Clarice Lawson was a lot of things, and vain was chief among them.

“This information is, as I’m sure you can imagine, sensitive.” He studied the glossy tips of his dress shoes. “I would appreciate it if you kept this between us.”

“You keep my secrets.” Oscar, my ghostly ward, came to mind. “Keeping yours is the least I can do.”

That earned me the tiniest smile, and my lips twitched to return his confidence.

“There’s nothing more natural than to wonder, Grier.”

“Speaking from experience?” A hungry mind like his wouldn’t have let a mystery as compelling as his paternity go unraveled, confidentiality clause or not. “What do you know about the donor?”

“His name is Timothy Mercer.” Linus tucked his hands into his pockets. “He lives in Montana with his wife and their daughters.”

“You have half--sisters.” A trill of curiosity shot through me. “Have you met him?
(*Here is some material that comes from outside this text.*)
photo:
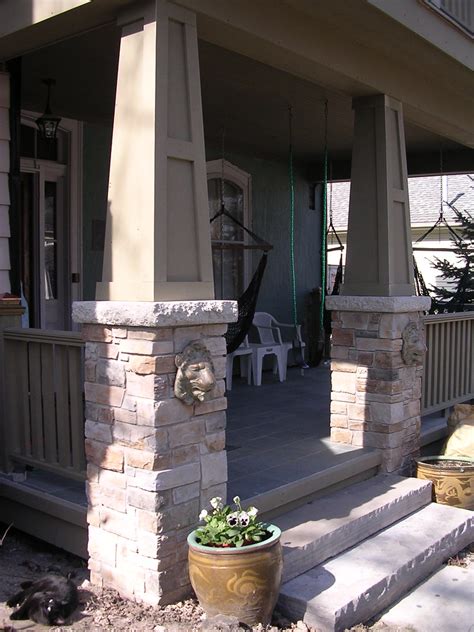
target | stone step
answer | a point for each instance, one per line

Or them?”

“I met him once,” he admitted. “He lived in Savannah at the time, so it was easy enough for me to take a bus to the Lyceum and confront him.” He shrugged like it didn’t matter when it must have for little Linus to brave public transportation alone. “Mr. Mercer was polite about the whole thing. He told me I was the spitting image of his grandfather.” That memory earned a faint smile. “He called Mother, and she came to collect me. That was the last time I saw him. I went back once, years later, but he had already moved out west by then. Given their arrangement, it didn’t feel right to pursue the connection further, even with sisters to consider.”

Most likely, Mercer had been pink-slipped the night he met his son. “Thank you for telling me this.”

All kids with question marks for parents longed for a link to their roots. A connection to their past. An understanding of who they came from that might shape who they became. I got lucky. I grew up hearing stories about Mom from Maud and Odette and flipping through the scrapbooks of their lives. My father might have been a blank page, but the others overflowed with proof I had been so very loved.